One would have to have a particularly sharp eye and see all the 3-D films of the last few years back-to-back to really judge whether or not Hugo makes the best use of 3-D since Avatar. It’s certainly one of the best – so many films have been routinely put out in 3-D to capitalize on the trend (and converted from their original format) that it’s hard to remember anymore what movies were in 3-D and what movies weren’t. It can be said though that Hugo makes the best use of 3-D within “the real world” (as in a recognizable world with human beings in a real city with no animated creatures running around). And Martin Scorsese is certainly the most significant filmmaker to do a 3-D movie since James Cameron.
Scorsese captures our attention right away – with a 3-D snowfall that makes us feel like we’re within a snow globe and a long tracking shot of a Parisian train station in the 1930s. The shot makes terrific use of 3-D but is also the first step in bringing the movie full circle artistically (you’ll get it at the end). The train station is home to Hugo (Asa Butterfield), an orphan who lives secretly in its tunnels and storage areas, keeping the clocks wound and running on time without anyone knowing it. It’s also where Scorsese gets his best 3-D shots – moving his camera in and out of long passageways and capitalizing on the intricacies of each clock’s wheels and gears.
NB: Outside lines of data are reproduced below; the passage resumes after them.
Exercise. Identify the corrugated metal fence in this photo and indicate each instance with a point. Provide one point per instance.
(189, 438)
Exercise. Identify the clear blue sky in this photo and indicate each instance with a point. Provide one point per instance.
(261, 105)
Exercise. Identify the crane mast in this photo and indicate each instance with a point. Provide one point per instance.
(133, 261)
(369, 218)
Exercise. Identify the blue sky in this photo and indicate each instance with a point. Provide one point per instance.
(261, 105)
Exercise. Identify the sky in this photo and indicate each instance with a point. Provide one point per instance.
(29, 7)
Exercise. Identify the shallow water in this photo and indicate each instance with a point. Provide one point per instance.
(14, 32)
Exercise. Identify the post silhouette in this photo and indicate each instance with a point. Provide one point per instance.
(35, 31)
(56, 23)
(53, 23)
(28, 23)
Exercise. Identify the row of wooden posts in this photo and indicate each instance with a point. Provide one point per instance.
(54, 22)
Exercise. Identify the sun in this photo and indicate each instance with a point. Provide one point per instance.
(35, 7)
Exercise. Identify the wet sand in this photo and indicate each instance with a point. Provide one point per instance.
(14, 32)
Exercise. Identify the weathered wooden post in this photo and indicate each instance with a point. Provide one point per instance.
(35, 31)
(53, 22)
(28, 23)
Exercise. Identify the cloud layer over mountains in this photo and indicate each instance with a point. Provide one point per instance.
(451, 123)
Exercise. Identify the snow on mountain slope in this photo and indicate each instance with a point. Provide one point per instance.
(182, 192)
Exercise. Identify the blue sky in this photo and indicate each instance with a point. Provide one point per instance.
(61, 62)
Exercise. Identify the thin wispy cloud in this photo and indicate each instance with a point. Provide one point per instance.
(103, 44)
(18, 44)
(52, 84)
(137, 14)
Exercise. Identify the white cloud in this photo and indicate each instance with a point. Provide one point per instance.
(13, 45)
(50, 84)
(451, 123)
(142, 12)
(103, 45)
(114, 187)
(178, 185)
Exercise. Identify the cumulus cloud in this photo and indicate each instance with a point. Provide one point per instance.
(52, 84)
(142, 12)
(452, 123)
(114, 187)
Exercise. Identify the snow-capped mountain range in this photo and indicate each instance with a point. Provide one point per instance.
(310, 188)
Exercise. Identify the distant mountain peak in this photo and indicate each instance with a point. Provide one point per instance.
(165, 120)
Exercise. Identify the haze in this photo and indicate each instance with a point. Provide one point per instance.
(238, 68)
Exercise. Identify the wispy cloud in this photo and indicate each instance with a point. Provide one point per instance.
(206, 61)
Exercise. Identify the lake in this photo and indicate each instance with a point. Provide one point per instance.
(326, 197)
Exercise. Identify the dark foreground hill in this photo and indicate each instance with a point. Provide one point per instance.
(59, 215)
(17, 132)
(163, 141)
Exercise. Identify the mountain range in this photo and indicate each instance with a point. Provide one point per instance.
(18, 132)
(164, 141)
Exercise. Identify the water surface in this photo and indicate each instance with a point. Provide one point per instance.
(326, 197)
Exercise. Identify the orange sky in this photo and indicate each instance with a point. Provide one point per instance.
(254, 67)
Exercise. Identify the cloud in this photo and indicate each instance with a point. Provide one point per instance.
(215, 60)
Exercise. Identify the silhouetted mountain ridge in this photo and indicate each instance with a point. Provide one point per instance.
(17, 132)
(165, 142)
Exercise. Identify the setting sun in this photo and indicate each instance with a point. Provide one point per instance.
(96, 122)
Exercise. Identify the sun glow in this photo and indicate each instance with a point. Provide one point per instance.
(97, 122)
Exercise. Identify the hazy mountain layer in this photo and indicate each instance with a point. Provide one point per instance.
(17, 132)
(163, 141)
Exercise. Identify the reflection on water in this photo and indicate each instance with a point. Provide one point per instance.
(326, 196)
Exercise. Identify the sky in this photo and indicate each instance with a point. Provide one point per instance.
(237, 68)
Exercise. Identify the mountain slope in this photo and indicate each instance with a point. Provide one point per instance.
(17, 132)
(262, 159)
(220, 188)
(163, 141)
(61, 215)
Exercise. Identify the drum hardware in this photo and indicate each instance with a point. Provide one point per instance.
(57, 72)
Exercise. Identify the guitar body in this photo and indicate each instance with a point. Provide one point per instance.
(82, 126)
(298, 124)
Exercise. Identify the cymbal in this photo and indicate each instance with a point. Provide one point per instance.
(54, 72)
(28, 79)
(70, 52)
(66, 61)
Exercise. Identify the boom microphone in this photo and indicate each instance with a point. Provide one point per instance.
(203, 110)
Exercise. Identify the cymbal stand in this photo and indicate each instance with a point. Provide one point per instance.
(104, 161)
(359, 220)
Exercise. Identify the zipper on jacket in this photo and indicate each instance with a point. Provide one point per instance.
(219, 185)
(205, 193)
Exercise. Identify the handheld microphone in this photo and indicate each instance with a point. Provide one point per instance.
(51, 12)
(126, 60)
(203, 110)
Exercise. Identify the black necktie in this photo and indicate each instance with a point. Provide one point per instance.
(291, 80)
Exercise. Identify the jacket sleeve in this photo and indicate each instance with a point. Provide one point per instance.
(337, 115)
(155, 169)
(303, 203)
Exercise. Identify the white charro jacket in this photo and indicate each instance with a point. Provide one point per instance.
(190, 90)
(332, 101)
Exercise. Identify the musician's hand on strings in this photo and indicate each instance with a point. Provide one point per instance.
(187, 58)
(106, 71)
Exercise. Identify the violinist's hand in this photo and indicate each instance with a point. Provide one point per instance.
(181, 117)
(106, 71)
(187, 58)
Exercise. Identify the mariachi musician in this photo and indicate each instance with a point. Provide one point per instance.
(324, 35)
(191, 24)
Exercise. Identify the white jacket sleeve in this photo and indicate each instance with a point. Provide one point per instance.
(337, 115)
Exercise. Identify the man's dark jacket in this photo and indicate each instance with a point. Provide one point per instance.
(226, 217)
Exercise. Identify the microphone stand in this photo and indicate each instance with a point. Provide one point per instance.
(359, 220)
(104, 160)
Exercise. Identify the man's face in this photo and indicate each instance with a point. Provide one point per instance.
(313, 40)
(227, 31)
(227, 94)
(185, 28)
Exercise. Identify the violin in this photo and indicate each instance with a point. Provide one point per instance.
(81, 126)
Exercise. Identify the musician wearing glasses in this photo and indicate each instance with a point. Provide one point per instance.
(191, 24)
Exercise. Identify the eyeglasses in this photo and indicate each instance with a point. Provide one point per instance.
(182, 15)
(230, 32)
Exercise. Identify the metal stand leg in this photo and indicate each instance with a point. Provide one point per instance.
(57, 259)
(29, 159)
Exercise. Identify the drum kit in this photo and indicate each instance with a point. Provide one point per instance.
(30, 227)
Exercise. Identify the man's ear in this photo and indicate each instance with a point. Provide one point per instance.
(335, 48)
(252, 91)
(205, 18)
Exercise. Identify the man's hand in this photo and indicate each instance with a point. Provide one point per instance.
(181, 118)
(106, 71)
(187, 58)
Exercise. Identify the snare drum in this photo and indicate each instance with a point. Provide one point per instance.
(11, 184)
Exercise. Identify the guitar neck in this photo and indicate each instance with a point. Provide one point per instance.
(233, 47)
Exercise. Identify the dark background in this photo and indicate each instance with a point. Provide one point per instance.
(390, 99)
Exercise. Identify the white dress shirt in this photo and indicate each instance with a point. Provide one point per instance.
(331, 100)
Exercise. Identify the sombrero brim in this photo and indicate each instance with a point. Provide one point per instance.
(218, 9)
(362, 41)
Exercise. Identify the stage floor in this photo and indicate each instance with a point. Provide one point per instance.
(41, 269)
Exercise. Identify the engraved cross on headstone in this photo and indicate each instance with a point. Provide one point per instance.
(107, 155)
Hugo lives alone there – his uncle has vanished and his parents long dead. He has one thing to remember his father by – an automaton (we’d call it a robot in a movie that takes place after the 1930s) that the two of them worked on together. It’s missing some parts, but supposedly when it works, it can write. And Hugo can’t help but feel if it wrote something, it’d be a message from his father. Hugo gets involved with “Papa George” (Ben Kingsley) who runs a magic shop at the station and his goddaughter Isabelle (Chloe Grace Moretz). Papa has a fascination with Hugo’s notebook and keeps him at an antagonistic distance. Isabelle becomes Hugo’s friend and helps him try and figure out what Papa George’s problem is.
Butterfield is a good little actor who can break your heart at the right time, and Moretz, who played the ultra-violent Hit Girl in Kick-Ass is an old-fashioned throwback to wide-eyed innocents of classic movies. It all sounds a little pretentious, but that’s offset at times by the humor of Sacha Baron Cohen as the inspector chasing orphans out of the station. Kids will latch on to their cat-and-mouse game.
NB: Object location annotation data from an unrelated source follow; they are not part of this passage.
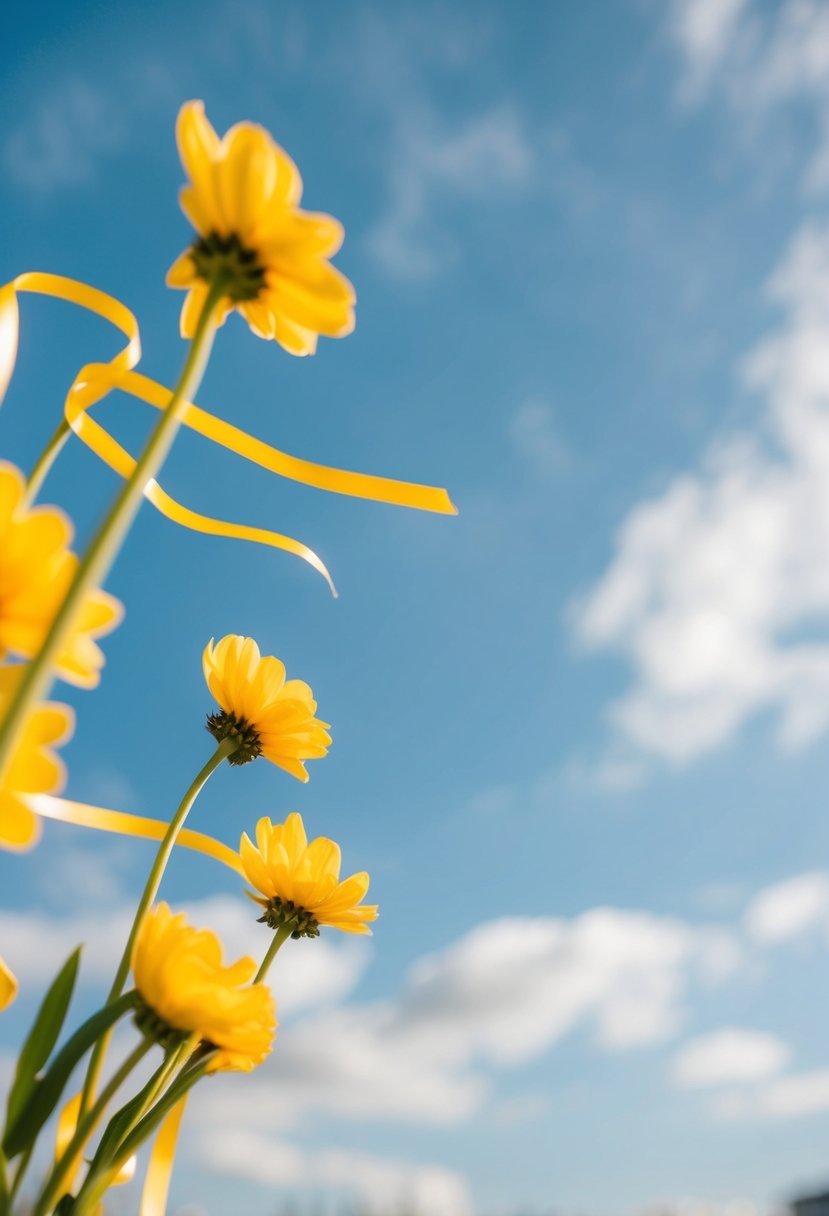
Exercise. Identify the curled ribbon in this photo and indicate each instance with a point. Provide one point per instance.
(157, 1181)
(122, 823)
(95, 381)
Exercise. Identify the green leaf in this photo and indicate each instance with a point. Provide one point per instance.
(4, 1186)
(43, 1036)
(46, 1090)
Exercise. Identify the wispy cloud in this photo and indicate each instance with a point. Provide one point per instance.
(790, 1097)
(718, 592)
(761, 61)
(434, 163)
(381, 1183)
(727, 1056)
(536, 438)
(790, 908)
(71, 129)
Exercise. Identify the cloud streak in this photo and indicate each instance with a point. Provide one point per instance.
(718, 591)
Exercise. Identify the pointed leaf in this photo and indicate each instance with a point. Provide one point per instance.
(48, 1090)
(43, 1036)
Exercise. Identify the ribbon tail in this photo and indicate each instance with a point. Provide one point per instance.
(159, 1170)
(102, 820)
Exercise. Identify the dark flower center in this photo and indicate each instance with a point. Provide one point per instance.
(281, 913)
(227, 726)
(226, 258)
(153, 1026)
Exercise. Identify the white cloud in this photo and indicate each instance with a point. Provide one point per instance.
(381, 1183)
(790, 908)
(60, 144)
(790, 1097)
(500, 996)
(762, 61)
(704, 31)
(728, 1056)
(432, 163)
(718, 592)
(695, 1206)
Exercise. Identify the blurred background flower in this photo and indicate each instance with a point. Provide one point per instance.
(581, 730)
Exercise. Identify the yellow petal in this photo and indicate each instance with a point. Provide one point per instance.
(7, 986)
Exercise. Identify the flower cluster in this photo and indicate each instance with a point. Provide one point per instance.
(192, 1013)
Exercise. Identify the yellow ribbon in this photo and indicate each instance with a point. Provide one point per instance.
(159, 1169)
(95, 381)
(122, 823)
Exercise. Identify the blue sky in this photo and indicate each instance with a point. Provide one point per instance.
(580, 731)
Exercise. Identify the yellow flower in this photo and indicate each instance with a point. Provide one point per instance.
(299, 882)
(268, 714)
(7, 986)
(35, 569)
(242, 200)
(180, 978)
(33, 766)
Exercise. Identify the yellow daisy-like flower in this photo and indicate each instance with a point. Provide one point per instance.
(35, 569)
(184, 985)
(33, 766)
(298, 883)
(268, 714)
(271, 257)
(7, 986)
As the mystery of the automaton unfolds, fans of film will love what it reveals. Scorsese works in a history lesson that covers everything from Harold Lloyd hanging from a clock tower to a famous photo of an 1895 Parisian train wreck to the iconic image of a rocket in the eye of the moon in the seminal A Trip to the Moon. Film buffs will marvel at what’s ultimately Scorsese’s tribute to the birth of movie-making and will appreciate how one of the greatest filmmakers of all time has taken modern movie technology to create a work of art that pays tribute to the classics.
Kids, on the other hand, may just feel suckered. Hugo is marketed as a big holiday family film, and with its railroad 3-D imagery, families may be anticipating some kind of cross between Harry Potter and The Polar Express. The forty-something adult that watched the movie can’t help but think the kids’ eyes will gloss over as soon as they discover the mystery/adventure has tricked them into a history lesson. With no new animated monsters or special effects to liven things up, one gets used to the 3-D after awhile, no matter how well shot.
Scorsese – the mastermind behind violent masterpieces like Raging Bull and GoodFellas – has said he wanted to finally make a movie his kids could see. And he certainly did. But be warned – he made it for his kids, and it’s pretty well focused on showing his kids the things that fascinated him as a boy. It’s a masterwork of art by a great artist – that pays tribute to some other pioneering artists. But you have to be into that sort of thing.